Deze vier aangeklaagde personen, één voor één heden voor den raad
verschenen en door onze President ondervraagd zijnde, bleken hunne
eigene getuigenissen de volgende te zijn:
Jakob Frans had zijn fortuin buiten de kolonie en wel in
zijne geboortestad Rotterdam willen zoeken, had zich ten
dieneinde zonder verlof derwaards begeven en aldaar eenigen tijd
als staljongen en vervolgens als oppasser bij een paardenspel
gediend te hebben, had hij geene mogelijkheid gezien, den kost te
verdienen, en uit dien hoofde had hij wederom de wijk naar de
kolonie genomen.
Hendrik van Vliet had in drift Jurrien Maatje in
handen genomen en geslagen, omdat deze zijn zoontje, volgens zijn
zeggen, op eene verregaande wijze mishandeld had.
Dit had hij niet kunnen aanzien, doch nu was hem de drift meester
geworden.
Jan Pietersz Bakker had Sjoert en Hendricus
Poot, zijns stiefvaders voorzonen, geschopt, en vervolgens
zijnen stiefvader, die daarbij was gekomen, ook aangetast: alles
was in drift geschied en het laatste had hij, volgens zijn zeggen
moeten doen, om zijn eigen lijf te verdedigen.

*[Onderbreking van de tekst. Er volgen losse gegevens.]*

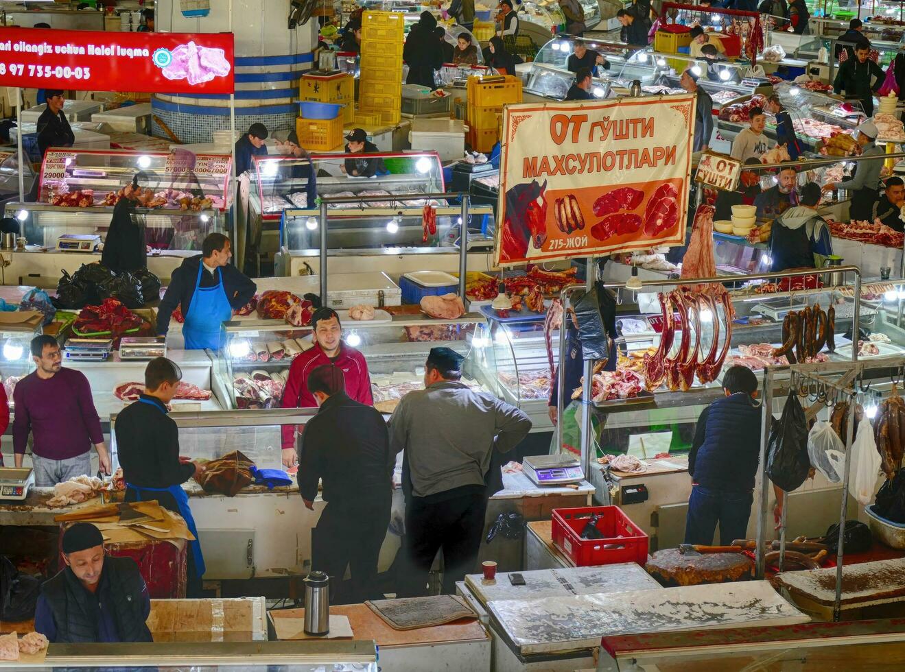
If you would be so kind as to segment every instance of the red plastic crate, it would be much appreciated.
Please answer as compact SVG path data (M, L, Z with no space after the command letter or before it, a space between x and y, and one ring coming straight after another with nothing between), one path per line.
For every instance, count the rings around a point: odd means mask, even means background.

De huisverzorger Willemse, zoo wel als de bij hem
ingedeelde weezen,verklaren eenpariglijk, dat de buiten s huis
gekuilde aardappelen, door de kinderen tussentijds op
boekweiteland te Doldersum waren gerooid en des avonds
mede gebragt, en de in huis geborgene aardappelen waren
daar onder en na het rooijen daar henen gebragt uit voorzorg om
dan gegeten te worden, wanneer de tuinaardappelen op zouden zijn,
gedeeltelijk waren dezelve na het rooijen op het land opgezocht en
wat de quantiteit zijner aardappelen betreft, het was wel mogelijk
dat er vooraf aardappelen uit zijn land gerooid waren, doch dan
moest het een ander, buiten zijn weten gedaan hebben.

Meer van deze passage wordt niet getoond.